Turkey claimed that the radar of a Greek S-300 based on the island of Crete locked on to its air force’s F-16s operating in international airspace on Aug. 23. Athens rejected the claim, calling it “fake news”. Ankara said it would substantiate its allegation by sending the radar traces to all NATO member states.
The timing of the Aug. 23 incident came a mere week after Russia’s TASS news agency reported, on Aug. 16, that Turkey had signed a contract with Russia for a second regiment of S-400s. Ankara swiftly responded, clarifying that the option for purchasing “a second batch was included in the original plan and the related contract” from 2017.
In light of the alleged lock-on, Erdogan once again insinuated that there exists a blatant double standard at Turkey’s expense.
“We are now curious to see how the US will respond to Greece activating the S-300 systems against a NATO air force,” he said on Aug. 30. “In addition, the US offered these F-35s, which they did not give to us, to Greece, and paved the way for the S-300s and F-35s to operate together.”
Turkey was suspended from the F-35 Joint Strike Fighter program and banned from buying any of those fifth-generation stealth jets after it took delivery of the first S-400 components from Russia in July 2019 despite repeated appeals from the US to cancel the order. In December 2020, the U.S. also slapped sanctions on Turkey’s Presidency of Defense Industries (SSB) under the Countering America’s Adversaries Through Sanctions Act (CAATSA) in retaliation for the acquisition.
Erdogan and other Turkish officials have repeatedly suggested that Turkey is being unfairly singled out and penalized for procuring the S-400 while fellow NATO member Greece faces no scrutiny for possessing a similar Russian missile system.
However, these significant distinctions between the two cases negate Erdogan’s erroneous charge of an unfair double standard.
For one, unlike Ankara with the S-400, Athens did not seek its S-300 directly from Moscow. The Republic of Cyprus originally ordered the system on Crete in the 1990s. After Turkey threatened to destroy it once it arrived on the partitioned island, it was ultimately shipped to Crete and stored away to defuse the crisis and reduce the risk of war. Greece later test-fired it for the first time in 2013.
Simple timing was the only reason Greece never incurred US sanctions for acquiring its Russian missiles.
“The acquisition of S-300s by Greece took place in the 1990s, decades before the adoption of the CAATSA law,” a State Department spokesperson recently clarified. “Section 231 of the CAATSA sanctions only significant transaction that occurred on or after August 2, 2017.”
Egypt, which bought a large fleet of MiG-29M/M2 fighter jets and S-300VM missiles from Russia in the mid-2010s, was also not retroactively subjected to any CAATSA sanctions for those highly significant transactions.
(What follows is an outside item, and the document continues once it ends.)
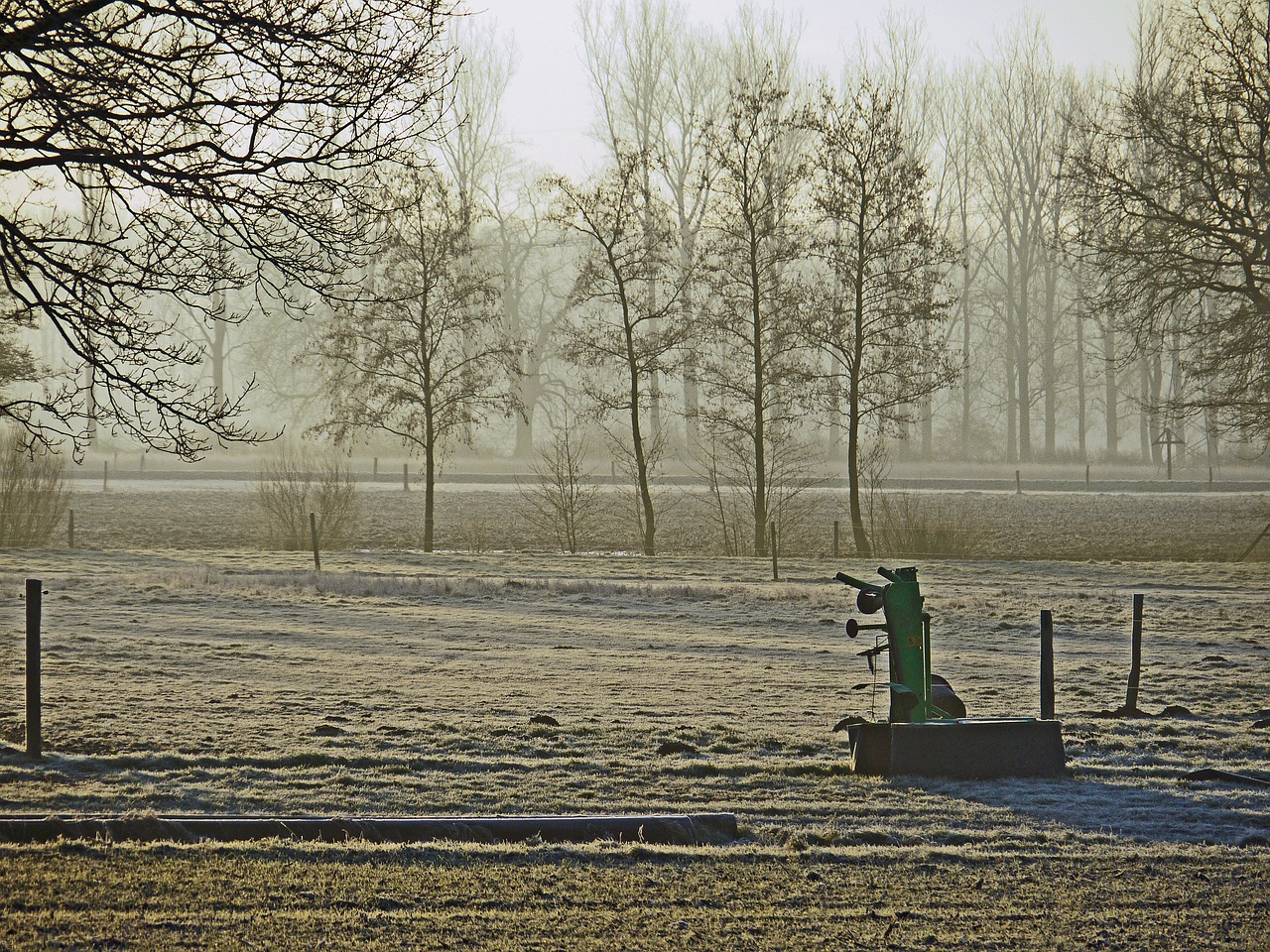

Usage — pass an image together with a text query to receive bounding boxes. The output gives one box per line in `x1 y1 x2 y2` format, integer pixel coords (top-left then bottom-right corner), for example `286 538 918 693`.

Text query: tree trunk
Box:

On the other hand, Washington warned Cairo in 2018 that it could incur CAATSA sanctions if it pushed ahead with its $2 billion deal for advanced Russian Su-35 fighters.
Furthermore, the Greek S-300 is the older S-300PMU-1 version, a far less advanced and sophisticated system than Turkey’s S-400. The two systems simply are not nearly as comparable as Erdogan would have you believe. And, far from turning a blind eye to all Greek S-300 developments, the US reportedly even prevented Greece from upgrading the system in 2020.
Athens had wanted Russia to upgrade its S-300 to the PMU-2 standard, which would have increased its range from 150 to 200 kilometers and improved the command and control and guidance systems to double the accuracy of the missiles. The US vetoed the move, leaving Greece with a much inferior Russian missile system to that of Turkey.
Erdogan’s government has also vacillated between outright denouncing Greece’s possession of the S-300 as irresponsible and destabilizing to suggesting that it could become a potential model for Turkey’s deployment of the S-400.
All in all, Erdogan and his government’s repeated invocation of the Greek S-300 and suggestion of a double standard at play do not bear scrutiny.
*Paul Iddon is a freelance journalist who writes primarily about the political and military affairs and history of the Middle East.